4.2       Klaagster heeft toegeli cht dat zij de apotheker verwijt amoxicilline aan haar te hebben verstrekt, terwijl de apotheker wist, althans had behoren te weten dat klaagster vanwege de bij haar gestelde diagnose systemische mastocytose zeer allergisch op dit middel zou reageren. De apotheker heeft gemotiveerd verweer gevoerd. Zij heeft aangevoerd dat zij niet is geïnformeerd over het ziektebeeld van klaagster en dat er geen wetenschappelijk bewijs is dat amoxicilline een aanval van mastocytose kan veroorzaken.

            4.3       Het Centraal Tuchtcollege is van oordeel dat klaagster - tegenover voornoemde betwisting van de apotheker - niet aannemelijk heeft gemaakt dat de apotheker ervan op de hoogte was dat bij haar de diagnose systemische mastocytose was gesteld . Echter, ook indien de apotheker van die diagnose op de hoogte was, dan kan op basis daarvan niet tot de conclusie worden gekomen dat de apotheker tuchtrechtelijk verwijtbaar heeft gehandeld. In dit kader overweegt het Centraal Tuchtcollege dat systemische mastocytose geen contra-indicatie vormde voor het voorschrijven van amoxicilline en dat amoxicilline een passend middel was om de ontsteking in de mond van klaagster te bestrijden.

4.4       De conclusie is dat de beslissing waarvan beroep moet worden vernietigd en, opnieuw beslissende, de klacht van klaagster ongegrond moet worden verklaard.

5.         Beslissing

            Het Centraal Tuchtcollege voor de Gezondheidszorg:

vernietigt de beslissing waarvan beroep en,

opnieuw beslissende,

verklaart de klacht van klaagster ongegrond.

Deze beslissing is gegeven door: mr.
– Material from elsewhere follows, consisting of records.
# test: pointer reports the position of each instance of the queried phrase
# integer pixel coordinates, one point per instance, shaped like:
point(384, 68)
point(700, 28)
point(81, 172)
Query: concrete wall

J.M. Rowel-van der Linde, voorzitter,

mr. dr. B.J.M. Frederiks en mr. A. Smee ïng-van Hees , leden-juristen en

drs. A.J.S. van Hattum en drs. P.W. Lebbink, leden-beroepsgenoten en mr. A. Mul,

secretaris, en uitgesproken ter openbare zitting van 8 juni 2017.

                        Voorzitter   w.g.                                            Secretaris  w.g.